30 Doch hy seyde tot hem: Ick en sal niet gaen; maer ick sal na mijn lant, ende na mijne maeghschap gaen.
31 Ende hy seyde; En verlaet ons doch niet: want dewijle ghy weet dat wy ons legeren in de woestijne, soo sult ghy ons tot oogen zijn.
32 Ende het sal geschieden, als ghy met ons sult gaen; ende het selve goet geschieden sal, daer mede de HEERE by ons wel doen sal, dat wy u oock wel doen sullen.
33 Soo togen sy drie daghreysen van den bergh des HEEREN: ende de Arke des verbonts des HEEREN reysde voor haer aengesichte drie daghreysen, om voor hen eene rustplaetse uyt te speuren.

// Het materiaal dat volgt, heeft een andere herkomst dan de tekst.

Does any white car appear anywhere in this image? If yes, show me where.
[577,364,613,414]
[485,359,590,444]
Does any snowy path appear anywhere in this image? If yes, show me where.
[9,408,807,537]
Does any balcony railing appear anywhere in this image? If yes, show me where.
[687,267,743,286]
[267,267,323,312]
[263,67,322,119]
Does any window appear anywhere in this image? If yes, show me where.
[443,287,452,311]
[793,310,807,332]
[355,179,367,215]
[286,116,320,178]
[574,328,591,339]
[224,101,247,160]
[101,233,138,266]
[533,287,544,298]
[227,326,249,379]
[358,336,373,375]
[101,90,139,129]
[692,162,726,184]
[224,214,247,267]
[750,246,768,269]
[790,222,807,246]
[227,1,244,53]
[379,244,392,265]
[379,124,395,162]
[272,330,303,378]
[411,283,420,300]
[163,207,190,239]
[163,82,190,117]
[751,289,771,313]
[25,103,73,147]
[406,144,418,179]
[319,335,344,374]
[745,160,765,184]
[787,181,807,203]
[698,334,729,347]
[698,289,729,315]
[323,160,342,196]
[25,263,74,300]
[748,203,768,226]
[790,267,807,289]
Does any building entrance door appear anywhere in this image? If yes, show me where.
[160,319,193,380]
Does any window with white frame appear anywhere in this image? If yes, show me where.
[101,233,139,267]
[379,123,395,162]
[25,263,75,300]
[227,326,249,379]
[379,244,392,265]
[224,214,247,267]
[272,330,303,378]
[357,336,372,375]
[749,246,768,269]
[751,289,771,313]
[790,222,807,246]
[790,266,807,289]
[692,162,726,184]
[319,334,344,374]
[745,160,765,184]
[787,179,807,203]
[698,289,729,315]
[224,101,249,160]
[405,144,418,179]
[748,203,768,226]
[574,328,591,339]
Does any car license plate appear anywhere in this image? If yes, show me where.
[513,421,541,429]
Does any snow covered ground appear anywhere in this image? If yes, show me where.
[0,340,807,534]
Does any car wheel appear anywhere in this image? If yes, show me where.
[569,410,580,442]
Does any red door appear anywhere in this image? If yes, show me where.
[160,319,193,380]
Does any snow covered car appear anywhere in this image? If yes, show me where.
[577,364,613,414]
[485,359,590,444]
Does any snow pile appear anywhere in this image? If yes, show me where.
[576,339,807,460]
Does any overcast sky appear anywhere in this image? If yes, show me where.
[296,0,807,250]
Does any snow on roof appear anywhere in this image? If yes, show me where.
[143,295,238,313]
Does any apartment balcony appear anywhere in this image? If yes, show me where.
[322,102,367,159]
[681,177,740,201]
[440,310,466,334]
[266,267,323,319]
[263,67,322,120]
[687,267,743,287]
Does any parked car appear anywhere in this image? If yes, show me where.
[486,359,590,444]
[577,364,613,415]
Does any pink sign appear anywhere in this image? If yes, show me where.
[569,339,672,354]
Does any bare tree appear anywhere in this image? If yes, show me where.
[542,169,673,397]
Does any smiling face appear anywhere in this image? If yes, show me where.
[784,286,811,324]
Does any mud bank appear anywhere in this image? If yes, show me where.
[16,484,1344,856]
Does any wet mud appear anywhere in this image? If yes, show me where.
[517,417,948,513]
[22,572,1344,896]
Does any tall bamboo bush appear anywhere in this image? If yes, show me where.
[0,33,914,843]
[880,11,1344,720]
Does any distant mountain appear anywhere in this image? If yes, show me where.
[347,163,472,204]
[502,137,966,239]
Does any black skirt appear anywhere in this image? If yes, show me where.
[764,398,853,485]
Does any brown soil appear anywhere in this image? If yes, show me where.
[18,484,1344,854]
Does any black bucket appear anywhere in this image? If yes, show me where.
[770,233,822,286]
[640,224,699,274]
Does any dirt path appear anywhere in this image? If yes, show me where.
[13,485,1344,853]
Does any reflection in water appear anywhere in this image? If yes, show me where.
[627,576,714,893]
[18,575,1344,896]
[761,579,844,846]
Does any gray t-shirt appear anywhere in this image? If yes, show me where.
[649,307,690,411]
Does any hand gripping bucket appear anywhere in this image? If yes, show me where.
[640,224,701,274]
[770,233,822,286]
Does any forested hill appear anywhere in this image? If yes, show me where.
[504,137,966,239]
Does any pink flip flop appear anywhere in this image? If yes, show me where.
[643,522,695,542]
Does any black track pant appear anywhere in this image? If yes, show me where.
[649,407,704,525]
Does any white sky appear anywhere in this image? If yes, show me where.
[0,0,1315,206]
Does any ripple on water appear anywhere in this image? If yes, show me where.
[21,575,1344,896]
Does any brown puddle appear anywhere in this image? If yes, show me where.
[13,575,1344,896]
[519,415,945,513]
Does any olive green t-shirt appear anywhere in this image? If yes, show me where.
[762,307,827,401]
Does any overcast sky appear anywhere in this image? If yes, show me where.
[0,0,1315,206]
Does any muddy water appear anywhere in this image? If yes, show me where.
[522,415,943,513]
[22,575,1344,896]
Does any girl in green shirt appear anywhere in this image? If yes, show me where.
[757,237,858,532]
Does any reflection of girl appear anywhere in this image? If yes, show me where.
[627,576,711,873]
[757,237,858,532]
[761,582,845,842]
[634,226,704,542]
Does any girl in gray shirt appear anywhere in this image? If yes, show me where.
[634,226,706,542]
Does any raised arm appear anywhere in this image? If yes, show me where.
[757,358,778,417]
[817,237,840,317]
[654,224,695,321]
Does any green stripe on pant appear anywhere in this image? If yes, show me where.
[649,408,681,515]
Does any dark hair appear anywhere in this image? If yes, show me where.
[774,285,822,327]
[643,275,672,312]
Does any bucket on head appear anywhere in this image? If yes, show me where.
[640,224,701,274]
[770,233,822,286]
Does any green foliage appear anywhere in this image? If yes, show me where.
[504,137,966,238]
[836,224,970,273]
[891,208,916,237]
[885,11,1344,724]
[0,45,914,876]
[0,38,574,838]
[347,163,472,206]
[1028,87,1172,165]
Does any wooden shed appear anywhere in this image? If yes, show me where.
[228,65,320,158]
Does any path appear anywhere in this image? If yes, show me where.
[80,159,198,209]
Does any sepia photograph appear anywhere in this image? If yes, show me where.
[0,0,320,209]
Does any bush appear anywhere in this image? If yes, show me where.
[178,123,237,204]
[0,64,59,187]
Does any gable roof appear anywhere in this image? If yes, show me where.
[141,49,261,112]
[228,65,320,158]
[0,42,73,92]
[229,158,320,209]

34 Ende de wolcke des HEEREN was des daeghs over hen, als sy uyt het leger verreysden.
35 Het geschiedde nu in het optrecken van de Arke, dat Mose seyde: Staet op HEERE, ende laet uwe vyanden verstroyt werden, ende uwe haters van u aengesichte vlieden.
36 Ende als sy rustede, seyde hy: Komt weder HEERE [tot ] de tien duysenden der duysenden Israëls.